A former Alorton police officer, who had pleaded guilty in federal court to collecting approximately $60,000 in fraudulent pay by lying about the time he was on duty, was sentenced in a U. S. district court on Wednesday.

Ricky Perry, 51, who also was previously employed by the East St. Louis Police Department, was ordered to serve five months in a federal prison and another five months of supervised release. He admitted in the U.S. District Court for Southern Illinois last September to falsifying time cards between May 2018 and April of 2021.

In April, FBI agents served a federal search warrant at Alorton City Hall and removed boxes of personal records. According to court records, agents compared Perry’s time cards with GPS records on the patrol cars he used after clocking in for duty. They identified approximately 4,000 hours of conflicting time where Perry traveled outside the Alorton jurisdiction, usually to go to his East St. Louis home.

According to court records, he parked his patrol car outside his house and sometimes ignored calls from dispatchers, even if he was the only officer on duty.

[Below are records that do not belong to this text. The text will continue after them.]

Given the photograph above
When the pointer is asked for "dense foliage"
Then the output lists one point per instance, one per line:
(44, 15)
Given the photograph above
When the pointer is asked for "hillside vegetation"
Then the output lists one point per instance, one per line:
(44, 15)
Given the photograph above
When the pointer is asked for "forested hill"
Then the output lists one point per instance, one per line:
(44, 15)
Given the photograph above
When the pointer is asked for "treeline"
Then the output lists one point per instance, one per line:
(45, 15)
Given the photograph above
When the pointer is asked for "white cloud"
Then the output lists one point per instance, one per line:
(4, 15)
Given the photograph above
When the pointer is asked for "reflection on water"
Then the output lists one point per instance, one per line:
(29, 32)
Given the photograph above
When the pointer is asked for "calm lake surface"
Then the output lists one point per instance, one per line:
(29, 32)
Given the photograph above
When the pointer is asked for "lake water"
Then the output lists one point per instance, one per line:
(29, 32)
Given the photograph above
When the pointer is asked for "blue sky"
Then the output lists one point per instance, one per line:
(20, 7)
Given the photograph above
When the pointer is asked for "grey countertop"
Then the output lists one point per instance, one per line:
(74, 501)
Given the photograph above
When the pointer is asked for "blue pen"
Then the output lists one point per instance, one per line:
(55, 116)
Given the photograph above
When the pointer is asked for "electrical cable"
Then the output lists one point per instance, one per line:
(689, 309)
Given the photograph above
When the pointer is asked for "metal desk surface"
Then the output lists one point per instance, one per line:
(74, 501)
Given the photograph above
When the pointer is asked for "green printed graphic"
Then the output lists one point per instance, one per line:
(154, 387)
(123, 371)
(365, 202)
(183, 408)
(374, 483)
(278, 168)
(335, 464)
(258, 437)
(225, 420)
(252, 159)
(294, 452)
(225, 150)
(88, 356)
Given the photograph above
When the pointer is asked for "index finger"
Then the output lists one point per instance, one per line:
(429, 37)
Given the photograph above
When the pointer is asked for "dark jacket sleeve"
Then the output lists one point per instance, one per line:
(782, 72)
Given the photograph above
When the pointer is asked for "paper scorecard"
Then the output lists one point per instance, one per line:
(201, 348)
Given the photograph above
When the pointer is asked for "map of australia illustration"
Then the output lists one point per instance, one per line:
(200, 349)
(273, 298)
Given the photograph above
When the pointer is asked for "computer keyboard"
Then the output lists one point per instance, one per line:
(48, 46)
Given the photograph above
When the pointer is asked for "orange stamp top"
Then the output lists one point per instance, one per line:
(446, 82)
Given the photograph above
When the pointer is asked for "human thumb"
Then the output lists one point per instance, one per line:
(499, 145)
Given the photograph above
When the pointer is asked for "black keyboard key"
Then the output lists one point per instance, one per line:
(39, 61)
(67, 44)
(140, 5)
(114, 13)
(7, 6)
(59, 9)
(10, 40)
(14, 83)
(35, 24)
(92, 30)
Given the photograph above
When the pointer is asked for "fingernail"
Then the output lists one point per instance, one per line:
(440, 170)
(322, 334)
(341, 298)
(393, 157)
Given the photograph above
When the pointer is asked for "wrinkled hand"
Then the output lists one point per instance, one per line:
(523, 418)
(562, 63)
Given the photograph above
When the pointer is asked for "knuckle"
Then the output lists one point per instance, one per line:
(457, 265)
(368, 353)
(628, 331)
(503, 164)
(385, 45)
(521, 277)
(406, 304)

Embezzling money from a unit of government that receives federal funds may carry a sentence of up to 10 years in prison. Before being consolidated into the new Cahokia Heights, the Village of Alorton received federal funding, including more than $82,000 in Coronavirus Relief Funds.

Perry was hired as a patrol officer in Alorton in August of 2017.

Following Perry’s arraignment, Steven Weinhoeft, U.S. Attorney for Southern Illinois, called the former village “a high crime area that is served by very dedicated police officers.” He said Perry violated a public trust, but that his crime should not detract from the confidence in and the important work of police officers as a whole.

“The overwhelming majority of police officers are honorable public servants who place their lives in harm’s way to protect the rest of us,” he said in a written statement Wednesday. “But there must be consequences for those rare situations when officers break the laws they swore to uphold. We will continue to enforce the law in an evenhanded way against all who break it.”

The investigation was conducted by the Southern Illinois Public Corruption Task Force which is made up of FBI and Illinois State Police agents.